Profil Prihati Pujowaskito, Dirut Baru BPJS Kesehatan Ditunjuk Langsung Prabowo
Ditunjuk langsung oleh Prabowo, simak profil Prihagi Pujowaskito yang kini jadi Dirut BPJS Kesehatan.
Berita Terkini, Eksklusif di Channel WhatsApp Inilahkoran.id
INILAHKORAN.ID - Presiden Prabowo Subianto menunjuk Prihati Pujowaskito sebagai Direktur Utama BPJS Kesehatan untuk periode 2026–2031.
Penunjukan ini langsung menyita perhatian publik karena latar belakang Prihati yang kuat di dunia medis, militer, hingga manajemen rumah sakit.
Bukan figur karbitan, Prihati dikenal sebagai dokter spesialis jantung dengan pengalaman panjang di layanan kesehatan militer dan institusi pendidikan.
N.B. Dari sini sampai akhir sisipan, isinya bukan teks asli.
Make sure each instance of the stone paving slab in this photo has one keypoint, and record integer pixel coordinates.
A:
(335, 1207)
Jejak kariernya membentang dari ruang klinis hingga kursi pimpinan strategis di rumah sakit rujukan nasional.
Dari Dokter Muda hingga Pimpinan Nasional
Lahir di Solo pada 29 Maret 1967, Prihati mengawali pendidikan kedokteran di Universitas Sebelas Maret dan lulus pada 1991. Ia kemudian melanjutkan pendidikan magister di Universitas Airlangga (2007), memperdalam manajemen rumah sakit di Sekolah Tinggi Ilmu Ekonomi Gotong Royong (2015), hingga meraih pendidikan hukum di Universitas Borobudur (2022).
Untuk menguatkan kompetensi klinis, Prihati juga mengikuti pelatihan kardiologi intervensi pada 2024—membekali dirinya dengan keahlian teknis sekaligus perspektif manajerial.
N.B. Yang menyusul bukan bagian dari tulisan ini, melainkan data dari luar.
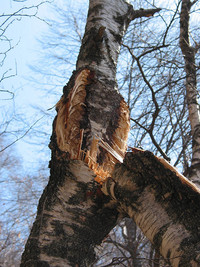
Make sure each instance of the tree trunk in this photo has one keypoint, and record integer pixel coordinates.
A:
(163, 203)
(89, 137)
(191, 90)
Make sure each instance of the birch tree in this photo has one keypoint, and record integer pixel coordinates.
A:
(189, 53)
(81, 202)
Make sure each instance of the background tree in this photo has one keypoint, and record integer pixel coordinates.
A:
(20, 188)
(168, 133)
(151, 73)
(78, 83)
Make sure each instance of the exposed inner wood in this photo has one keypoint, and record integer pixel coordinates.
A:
(71, 111)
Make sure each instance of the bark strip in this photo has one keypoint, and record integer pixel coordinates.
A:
(162, 204)
(191, 90)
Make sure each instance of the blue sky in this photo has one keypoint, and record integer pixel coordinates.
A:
(25, 33)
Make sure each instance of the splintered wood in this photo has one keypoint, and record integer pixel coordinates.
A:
(71, 110)
(70, 113)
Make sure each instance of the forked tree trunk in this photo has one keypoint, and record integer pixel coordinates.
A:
(89, 137)
(191, 90)
(162, 202)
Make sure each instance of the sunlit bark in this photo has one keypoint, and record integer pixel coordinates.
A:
(89, 137)
(164, 204)
(191, 89)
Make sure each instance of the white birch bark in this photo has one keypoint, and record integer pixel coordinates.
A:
(164, 204)
(191, 90)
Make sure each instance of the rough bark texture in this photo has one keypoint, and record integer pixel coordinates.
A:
(89, 137)
(165, 206)
(191, 90)
(72, 218)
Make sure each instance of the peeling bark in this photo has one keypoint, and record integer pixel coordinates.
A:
(89, 137)
(165, 206)
(191, 91)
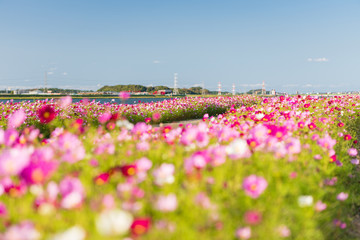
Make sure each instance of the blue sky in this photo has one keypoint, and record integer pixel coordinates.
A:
(291, 45)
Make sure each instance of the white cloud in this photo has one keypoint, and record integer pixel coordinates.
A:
(323, 59)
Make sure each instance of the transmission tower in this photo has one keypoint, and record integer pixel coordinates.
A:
(176, 91)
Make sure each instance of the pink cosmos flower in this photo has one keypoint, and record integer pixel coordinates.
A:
(14, 160)
(156, 116)
(108, 201)
(22, 231)
(243, 233)
(143, 146)
(103, 118)
(124, 95)
(166, 203)
(70, 147)
(65, 101)
(355, 161)
(252, 217)
(46, 114)
(238, 149)
(3, 211)
(143, 164)
(164, 174)
(352, 152)
(72, 192)
(342, 196)
(254, 185)
(16, 119)
(203, 200)
(320, 206)
(197, 161)
(284, 231)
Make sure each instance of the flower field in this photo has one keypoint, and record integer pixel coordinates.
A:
(253, 168)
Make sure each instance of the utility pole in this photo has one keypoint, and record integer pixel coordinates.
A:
(45, 82)
(176, 91)
(263, 91)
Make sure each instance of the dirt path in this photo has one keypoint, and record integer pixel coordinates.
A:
(176, 124)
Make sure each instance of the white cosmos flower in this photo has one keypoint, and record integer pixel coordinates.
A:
(114, 222)
(238, 149)
(73, 233)
(305, 201)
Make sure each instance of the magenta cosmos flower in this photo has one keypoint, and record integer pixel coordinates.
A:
(46, 114)
(254, 185)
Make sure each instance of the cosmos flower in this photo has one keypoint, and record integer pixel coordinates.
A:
(114, 222)
(17, 118)
(243, 233)
(166, 203)
(46, 114)
(254, 186)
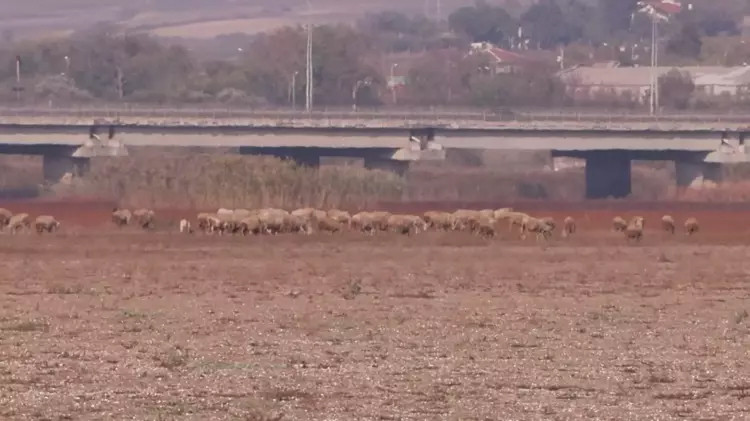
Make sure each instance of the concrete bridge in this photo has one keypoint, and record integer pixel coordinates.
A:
(698, 144)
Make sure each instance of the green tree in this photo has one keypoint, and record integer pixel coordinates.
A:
(675, 89)
(483, 22)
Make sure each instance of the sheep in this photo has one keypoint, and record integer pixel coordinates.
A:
(250, 225)
(204, 221)
(691, 226)
(364, 222)
(440, 221)
(121, 217)
(486, 227)
(569, 226)
(465, 220)
(5, 216)
(619, 224)
(667, 223)
(18, 222)
(272, 221)
(634, 229)
(542, 230)
(309, 213)
(330, 225)
(380, 220)
(144, 218)
(296, 224)
(340, 216)
(46, 223)
(405, 224)
(185, 227)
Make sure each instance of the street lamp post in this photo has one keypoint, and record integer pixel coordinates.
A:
(359, 84)
(393, 83)
(293, 90)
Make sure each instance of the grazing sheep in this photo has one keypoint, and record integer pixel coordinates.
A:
(619, 224)
(330, 225)
(204, 222)
(380, 220)
(691, 226)
(364, 222)
(144, 218)
(18, 222)
(340, 216)
(634, 229)
(405, 224)
(485, 228)
(5, 216)
(465, 220)
(542, 230)
(440, 221)
(250, 225)
(569, 226)
(296, 224)
(46, 223)
(121, 217)
(667, 224)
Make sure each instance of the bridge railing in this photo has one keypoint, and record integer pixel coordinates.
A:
(438, 115)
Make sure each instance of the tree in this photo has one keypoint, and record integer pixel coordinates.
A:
(548, 26)
(483, 22)
(341, 58)
(675, 89)
(687, 43)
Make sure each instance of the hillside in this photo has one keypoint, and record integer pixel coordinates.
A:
(202, 19)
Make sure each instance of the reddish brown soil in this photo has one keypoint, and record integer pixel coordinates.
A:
(131, 325)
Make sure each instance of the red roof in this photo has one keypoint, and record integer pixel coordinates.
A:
(664, 7)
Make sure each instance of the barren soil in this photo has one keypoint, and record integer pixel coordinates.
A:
(103, 324)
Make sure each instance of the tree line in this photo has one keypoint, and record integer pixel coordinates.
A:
(352, 62)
Karier Militer, Akademik, dan Klinik
Karier profesional Prihati dimulai sebagai perwira kesehatan di satuan Kopassus (1995–2002). Ia kemudian aktif di dunia akademik sebagai dosen penyakit dalam di Universitas Jenderal Ahmad Yani sejak 2008. Pada periode 2023–2025, ia menjabat Dekan Fakultas Kedokteran Militer di Universitas Pertahanan serta mengajar ilmu penyakit jantung.
Di ranah klinis, Prihati berkiprah sebagai konsultan intervensi koroner di RSPAD Gatot Soebroto sejak 2018. Ia juga pernah mengemban jabatan Direktur Penunjang Medik (2021–2023) dan Kepala Departemen Jantung di rumah sakit yang sama. Sebelumnya, ia memimpin departemen jantung dan penyakit dalam di RSAD Dustira.
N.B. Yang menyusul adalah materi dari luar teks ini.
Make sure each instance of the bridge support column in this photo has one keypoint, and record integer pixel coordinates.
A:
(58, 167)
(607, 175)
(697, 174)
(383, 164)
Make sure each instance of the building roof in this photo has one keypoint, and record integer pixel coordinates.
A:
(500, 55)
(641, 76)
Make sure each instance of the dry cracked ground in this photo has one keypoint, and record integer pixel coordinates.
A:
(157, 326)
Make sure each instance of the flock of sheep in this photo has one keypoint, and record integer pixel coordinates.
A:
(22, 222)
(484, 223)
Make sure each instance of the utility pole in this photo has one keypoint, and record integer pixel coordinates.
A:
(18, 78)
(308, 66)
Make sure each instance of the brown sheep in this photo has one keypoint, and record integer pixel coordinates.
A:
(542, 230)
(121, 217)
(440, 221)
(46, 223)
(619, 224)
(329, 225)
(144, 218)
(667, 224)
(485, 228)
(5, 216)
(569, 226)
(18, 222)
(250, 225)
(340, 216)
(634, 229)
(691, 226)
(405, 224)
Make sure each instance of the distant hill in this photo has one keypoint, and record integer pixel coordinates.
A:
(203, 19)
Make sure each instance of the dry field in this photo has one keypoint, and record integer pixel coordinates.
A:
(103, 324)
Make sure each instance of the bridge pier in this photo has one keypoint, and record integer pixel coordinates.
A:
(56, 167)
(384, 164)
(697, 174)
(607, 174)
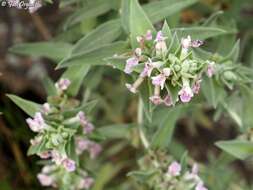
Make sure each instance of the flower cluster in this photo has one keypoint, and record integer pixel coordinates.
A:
(189, 179)
(164, 173)
(63, 133)
(50, 175)
(167, 68)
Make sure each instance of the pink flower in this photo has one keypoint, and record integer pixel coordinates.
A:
(133, 87)
(161, 47)
(197, 43)
(45, 180)
(195, 169)
(186, 94)
(37, 124)
(186, 42)
(56, 157)
(94, 150)
(36, 141)
(160, 79)
(130, 64)
(174, 169)
(210, 69)
(196, 87)
(48, 169)
(34, 5)
(82, 118)
(82, 144)
(63, 84)
(168, 100)
(159, 36)
(156, 99)
(88, 128)
(46, 108)
(148, 68)
(138, 52)
(86, 183)
(148, 35)
(45, 154)
(200, 186)
(69, 164)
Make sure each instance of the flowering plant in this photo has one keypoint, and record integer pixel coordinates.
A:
(176, 75)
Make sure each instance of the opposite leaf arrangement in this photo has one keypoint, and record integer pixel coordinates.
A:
(169, 65)
(64, 133)
(173, 68)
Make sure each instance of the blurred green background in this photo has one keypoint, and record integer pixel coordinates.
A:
(24, 76)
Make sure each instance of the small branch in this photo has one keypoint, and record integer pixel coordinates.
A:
(140, 123)
(17, 153)
(40, 25)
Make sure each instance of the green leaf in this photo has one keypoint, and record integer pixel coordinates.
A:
(234, 53)
(105, 174)
(238, 148)
(125, 7)
(167, 32)
(142, 176)
(37, 148)
(145, 93)
(213, 92)
(71, 150)
(95, 57)
(76, 75)
(86, 108)
(49, 86)
(162, 137)
(173, 91)
(116, 131)
(90, 10)
(52, 50)
(102, 35)
(159, 10)
(200, 32)
(27, 106)
(138, 22)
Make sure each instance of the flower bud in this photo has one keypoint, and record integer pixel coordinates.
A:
(174, 169)
(230, 76)
(45, 180)
(69, 164)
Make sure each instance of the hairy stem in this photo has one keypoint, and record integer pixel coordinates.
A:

Tak hanya itu, sejak 2019 Prihati dipercaya menjadi bagian dari Panel Ahli Dokter Kepresidenan Republik Indonesia—posisi yang menuntut standar profesionalisme tinggi.
Rekam Jejak Ilmiah dan Organisasi
Prihati turut menulis karya ilmiah terkait jaminan sosial dan penanganan sengketa medis, termasuk disertasi tentang restorative justice dalam perkara malpraktik kedokteran (2022) serta publikasi lanjutan pada 2025. Ia aktif di berbagai organisasi profesi, seperti Kolegium Jantung dan Pembuluh Darah Indonesia, Perkumpulan Kedokteran Militer Indonesia, dan Himpunan Pengusaha Alat Kesehatan Indonesia.
Atas pengabdiannya, Prihati menerima sejumlah tanda kehormatan dari TNI serta dinobatkan sebagai Alumni Berprestasi 2024 oleh almamaternya.